As we reported this past week, the Oswego Village Board is considering several changes to the village's popular annual Christmas Walk event. Over the past two decades we've watched as the Christmas Walk has grown and evolved into the village's second largest annual community event, right behind PrairieFest. Every December "The Walk" attracts several thousand of people--mostly area families with young children--to the village's downtown business district.
Among the proposed changes is a plan to combine the village's annual Christmas tree lighting ceremony and the Christmas Walk. Long-time area residents may recall that the tree lighting ceremony was part of the Christmas Walk, but over the years it became its own event. We like the idea of making the tree lighting part of Christmas Walk once again. As it now stands, the tree lighting--usually held the week after Christmas Walk--has felt more like an afterthought. Certainly combining the two events would allow village staff to focus all of their time and attention on Christmas Walk while also adding another fun activity to the event line-up.
Village officials are also considering charging what they describe as small vendor fees to for-profit operators of food trucks and other businesses who set up shop in the downtown and sell their wares during the Christmas Walk. Village officials noted that it is "standard practice" for the village to charge such fees to vendors at other community events. Village officials emphasized that they are not looking to charge vendor fees to downtown businesses.
We support the fees for the for profit vendors, but would oppose the charging of fees to any non-profit community groups, civic organizations or vendors. The vendor fees are a logical and reasonable source of revenue that the village should impose to help recover at least a portion of the cost of putting on the Christmas Walk.
Another proposed event change that we are concerned about, however, is the charging of a small fee to purchase wristbands for admission to some kids activities, including the ice rink and inflatables. One of the big attractions of Christmas Walk has been that it is a free family event. We believe it should be kept that way.
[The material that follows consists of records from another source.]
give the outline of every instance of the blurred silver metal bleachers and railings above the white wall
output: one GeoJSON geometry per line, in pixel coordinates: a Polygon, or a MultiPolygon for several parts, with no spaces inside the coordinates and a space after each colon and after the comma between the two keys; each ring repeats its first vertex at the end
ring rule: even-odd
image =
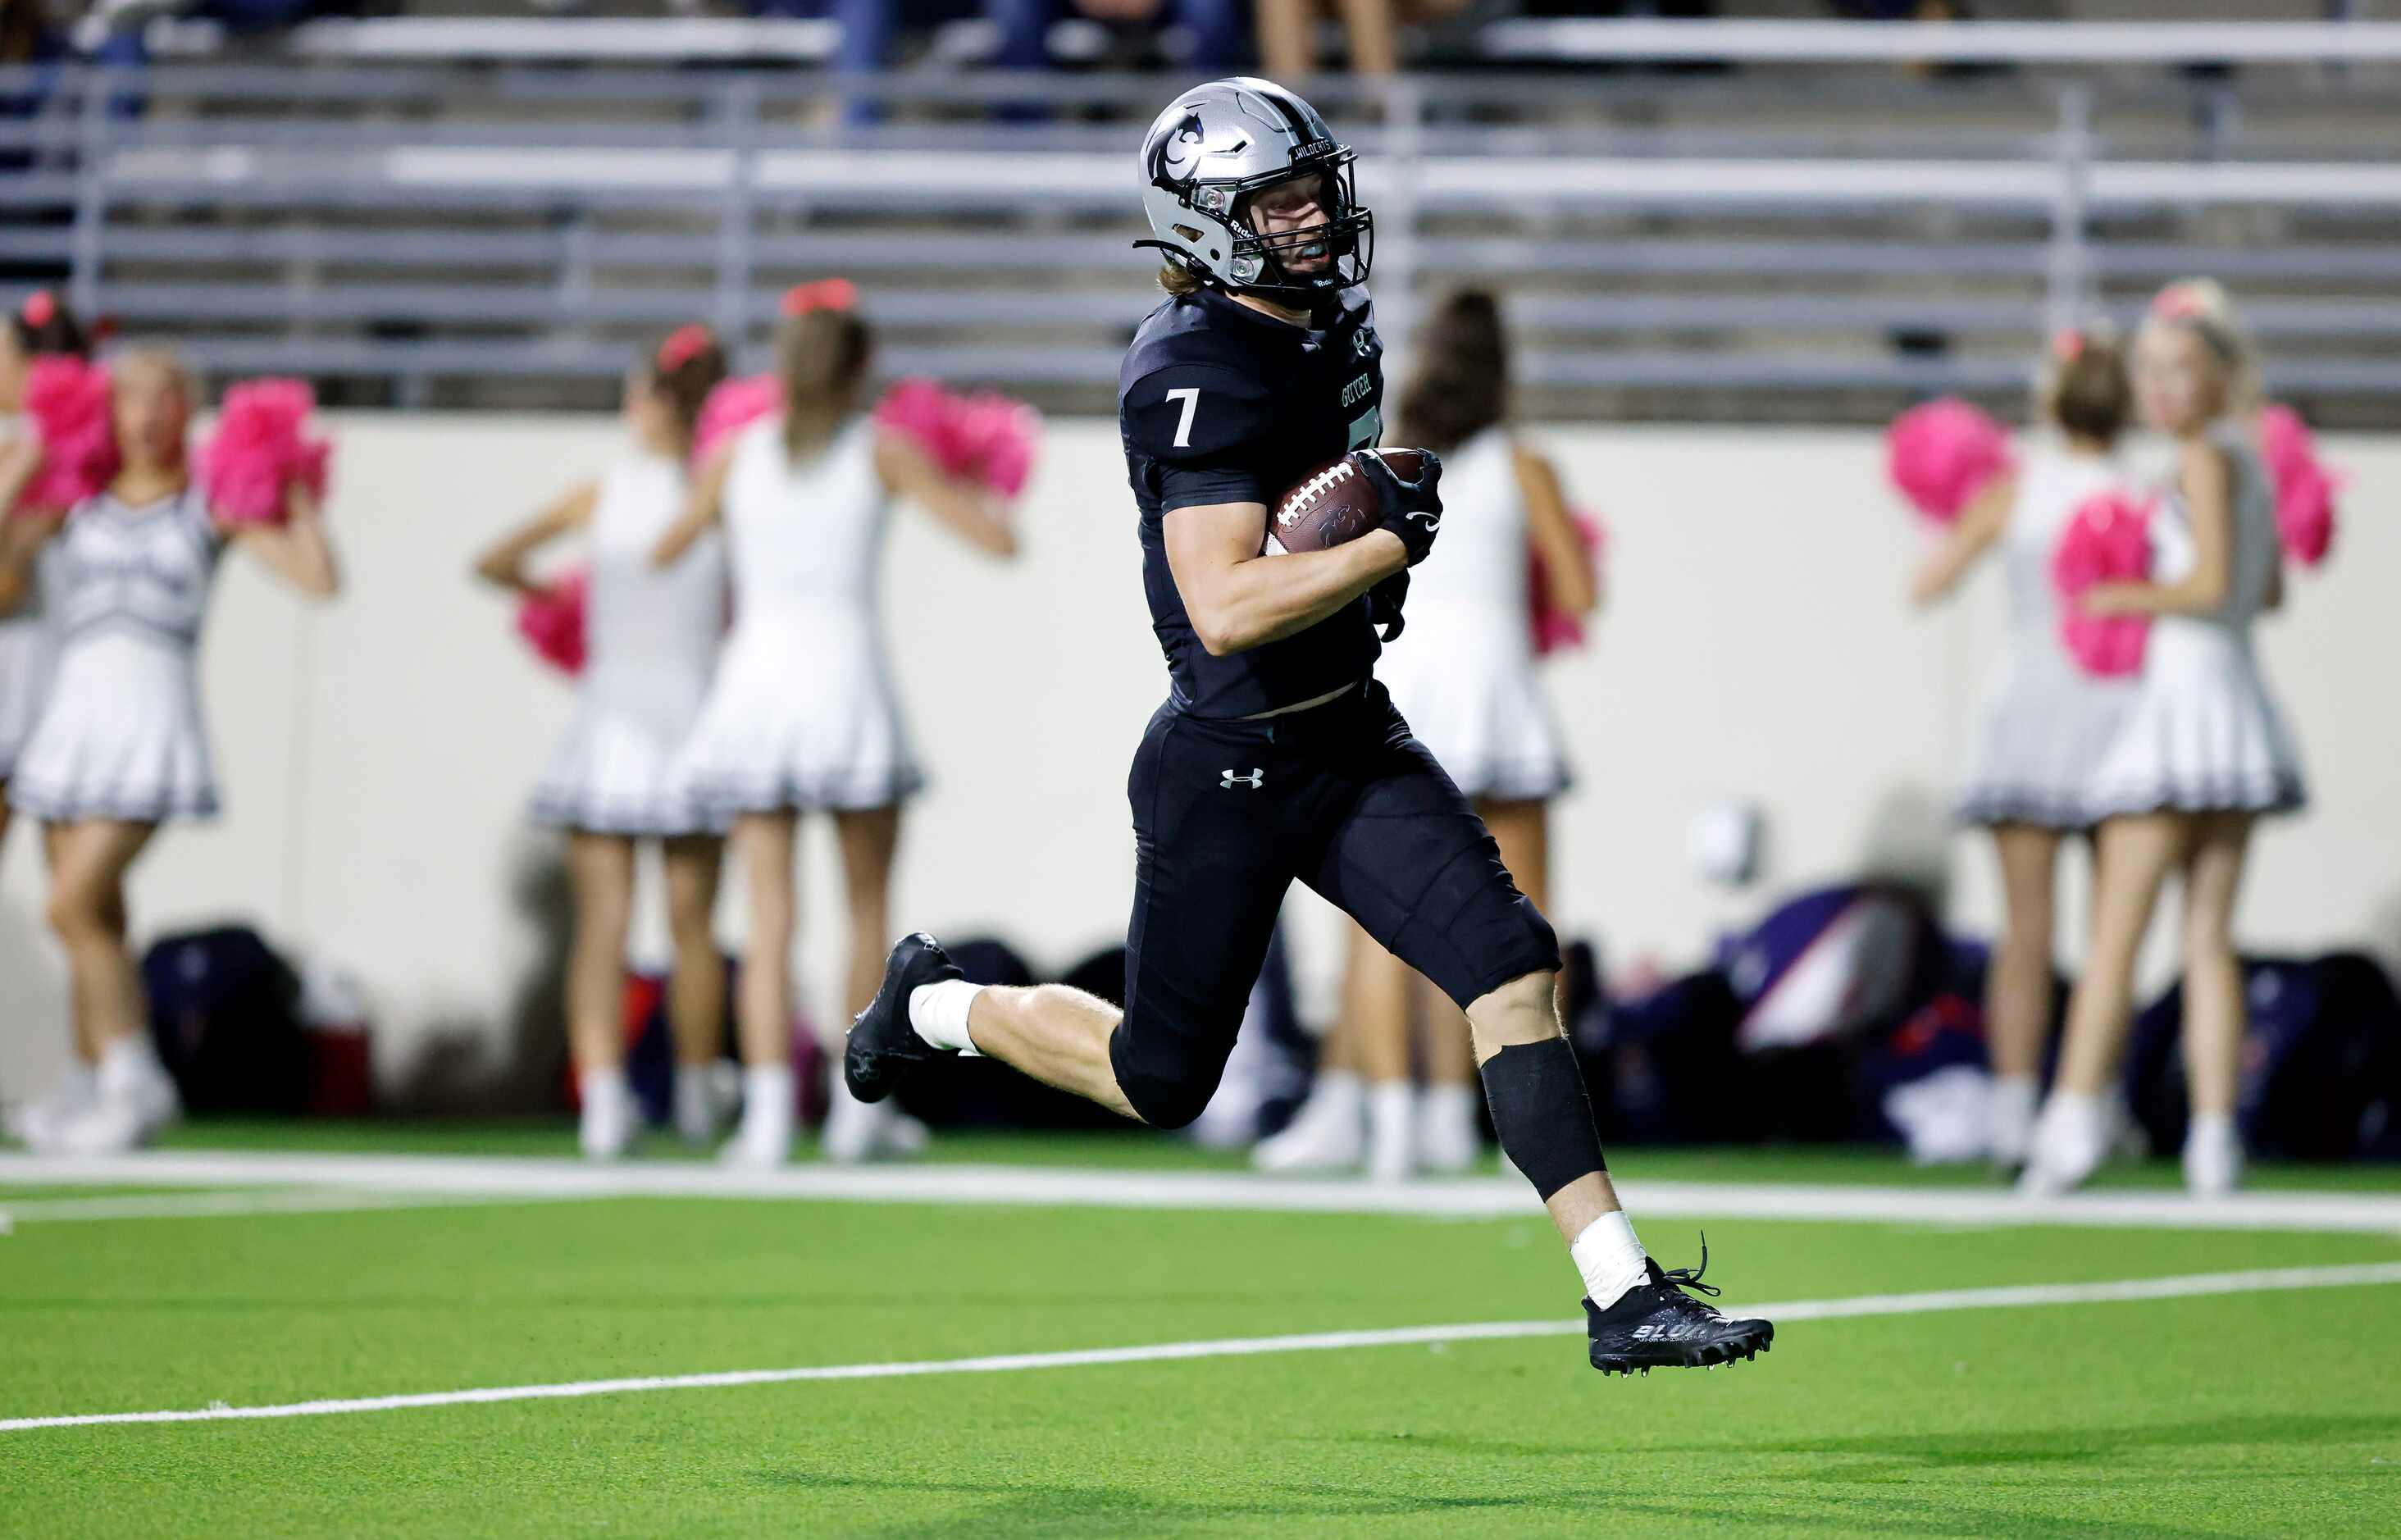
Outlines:
{"type": "MultiPolygon", "coordinates": [[[[1503,288],[1537,411],[1856,418],[2017,392],[2050,327],[2214,271],[2276,389],[2401,420],[2401,74],[2355,62],[2401,58],[2401,29],[2298,31],[2343,34],[2353,62],[1409,77],[1325,103],[1361,147],[1383,332],[1405,341],[1445,286],[1503,288]]],[[[1133,142],[1172,89],[0,74],[38,101],[0,118],[0,298],[62,276],[214,375],[307,372],[358,404],[598,401],[663,327],[703,317],[759,358],[785,283],[850,271],[891,368],[1100,406],[1157,298],[1128,250],[1133,142]]]]}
In addition, we believe the wristband requirement would prove difficult to enforce given the dark, winter conditions and the differing locales and layouts of the kids activities.
Putting on a large community event like Christmas Walk costs thousands of dollars in staff planning time, police protection and other costs. Village officials should be commended for looking at ways to generate revenues to pay at least a portion of those expenses to limit the cost to taxpayers while at the same time making it a fun and sustainable event for years to come.